Consideró imprescindible sostener “el Programa de Sustitución de Importaciones, la Industrialización de la Ruralidad y Federalizar la Industria para apuntalar las Economías Regionales”, entendiendo que la creación de 373 parques industriales en el país, las Agencias GENIA, los Centros INTI, el fuerte apoyo a los Sistemas Productivos Locales e Incubación de Empresas y el CENSO Industrial 2014 apuntan a eso.
“Está claro que la mejora de la competitividad de muchas PyMEs y la posibilidad de crear empleos está sujeta a la modificación de factores como el acceso al crédito a tasas subsidiadas o blandas, las contribuciones patronales diferenciadas, leyes de promoción y desarrollo de Proveedores Locales. El Ministerio trabaja en ello, junto a la mejora y creación de más infraestructura productiva, agua para riego, transporte ferroviario y una nueva Ley de Promoción de las Inversiones, basada en la necesidad del Agregado de Valor en Origen”, prosiguió el funcionario.

Resaltó el avance de los sectores metalmecánico, foresto industrial, agro-ganadero alimentario, textil, el software, la industria del turismo y la minería, de la mano de un ambicioso programa provincial de apoyo a los proveedores locales. “Ésta es la tarea que tenemos en los años venideros, basándonos en un fuerte desarrollo de servicios vinculados a la actividad industrial”, dijo.

Siguiendo esta premisa, también ponderó el desafío de optimizar la cultura del trabajo y la calidad del empleo.

Aramayo repasó que la confrontación de modelos e intereses explícitos o implícitos ha sido una constante, prevaleciendo en la historia el modelo agroexportador basado en la tenencia de la tierra heredada de la conquista.

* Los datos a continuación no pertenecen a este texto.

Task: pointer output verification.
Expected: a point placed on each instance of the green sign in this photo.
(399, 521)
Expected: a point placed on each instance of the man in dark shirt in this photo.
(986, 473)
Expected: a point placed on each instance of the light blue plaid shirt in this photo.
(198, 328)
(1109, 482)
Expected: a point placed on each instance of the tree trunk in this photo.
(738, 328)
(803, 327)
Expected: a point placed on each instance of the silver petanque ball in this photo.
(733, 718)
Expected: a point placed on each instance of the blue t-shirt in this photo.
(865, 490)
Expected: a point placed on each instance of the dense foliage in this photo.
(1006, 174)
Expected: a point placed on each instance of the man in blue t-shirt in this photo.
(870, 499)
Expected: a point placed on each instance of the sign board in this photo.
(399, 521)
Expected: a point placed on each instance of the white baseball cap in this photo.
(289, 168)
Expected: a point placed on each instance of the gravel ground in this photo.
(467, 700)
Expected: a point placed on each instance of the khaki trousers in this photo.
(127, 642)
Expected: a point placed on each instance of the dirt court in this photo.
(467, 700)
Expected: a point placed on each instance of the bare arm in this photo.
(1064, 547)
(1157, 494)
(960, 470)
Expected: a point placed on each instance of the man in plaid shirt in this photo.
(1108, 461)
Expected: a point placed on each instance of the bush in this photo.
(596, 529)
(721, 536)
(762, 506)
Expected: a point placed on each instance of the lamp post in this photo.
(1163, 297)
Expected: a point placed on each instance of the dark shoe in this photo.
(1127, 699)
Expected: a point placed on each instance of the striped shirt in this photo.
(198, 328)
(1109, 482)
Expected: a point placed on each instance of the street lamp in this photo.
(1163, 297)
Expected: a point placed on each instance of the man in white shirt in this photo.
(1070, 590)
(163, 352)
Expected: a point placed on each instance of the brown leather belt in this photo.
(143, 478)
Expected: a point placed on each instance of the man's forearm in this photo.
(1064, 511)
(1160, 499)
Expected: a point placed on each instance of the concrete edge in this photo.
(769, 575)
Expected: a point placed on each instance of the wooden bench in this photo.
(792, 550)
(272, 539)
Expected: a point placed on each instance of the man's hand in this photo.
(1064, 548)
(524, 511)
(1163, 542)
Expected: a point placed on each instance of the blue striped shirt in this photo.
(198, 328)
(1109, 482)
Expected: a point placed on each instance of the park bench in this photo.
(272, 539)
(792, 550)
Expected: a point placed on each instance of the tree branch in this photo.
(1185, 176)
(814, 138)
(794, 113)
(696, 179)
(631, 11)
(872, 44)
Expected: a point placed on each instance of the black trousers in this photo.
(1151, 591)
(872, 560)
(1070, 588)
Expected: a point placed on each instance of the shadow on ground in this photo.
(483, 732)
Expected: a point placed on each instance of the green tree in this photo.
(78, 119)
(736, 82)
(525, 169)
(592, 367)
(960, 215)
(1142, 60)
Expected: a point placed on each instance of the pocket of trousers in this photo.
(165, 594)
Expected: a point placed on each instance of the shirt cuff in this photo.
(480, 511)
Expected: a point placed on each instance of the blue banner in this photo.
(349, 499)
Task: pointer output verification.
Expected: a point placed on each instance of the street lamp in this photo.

Acotó que Argentina acredita varios intentos históricos de un desarrollo industrial independiente, en especial uno en la década del 40 que generó condiciones favorables para el desarrollo de la burguesía industrial, y otro a principios de los 60, basado en inversiones extranjeras.

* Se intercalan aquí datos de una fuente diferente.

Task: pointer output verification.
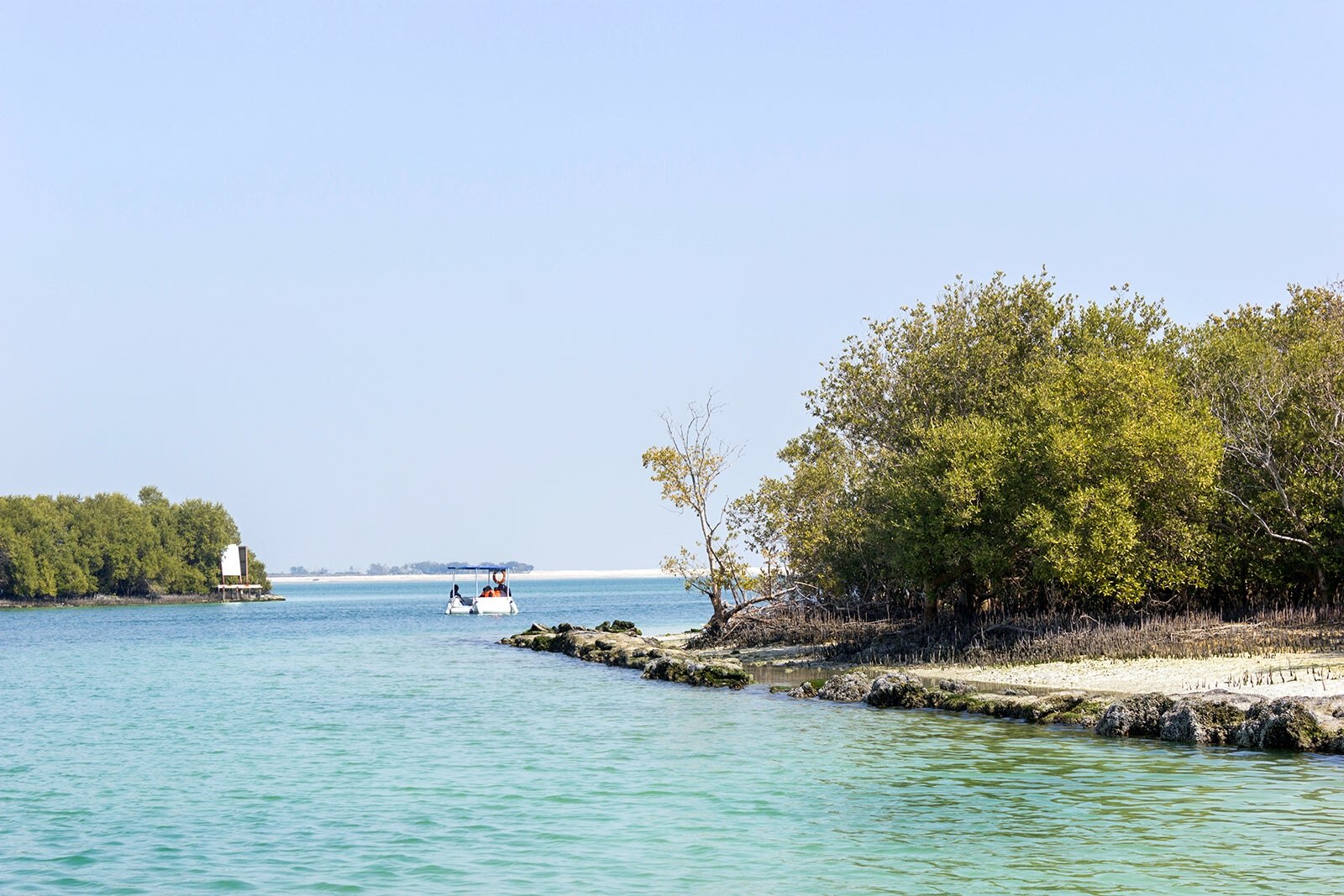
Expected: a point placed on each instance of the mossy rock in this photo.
(850, 687)
(706, 674)
(1085, 714)
(897, 689)
(1136, 716)
(1281, 725)
(1202, 721)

“La conmemoración del Día de la Industria Nacional nos compromete a los actores públicos y privados a seguir impulsando políticas activas que abonen el terreno donde puedan crecer nuestras Pymes industriales, de la mano de nuestras industrias base”, manifestó Aramayo, revalidando finalmente el pensamiento del General Manuel Belgrano: “Ni la agricultura, ni el comercio serían, así en ningún caso, suficiente a establecer la felicidad de un pueblo si no entrase a su socorro la oficiosa industria (Correo de Comercio Nº 2 del 10/3/1810)”.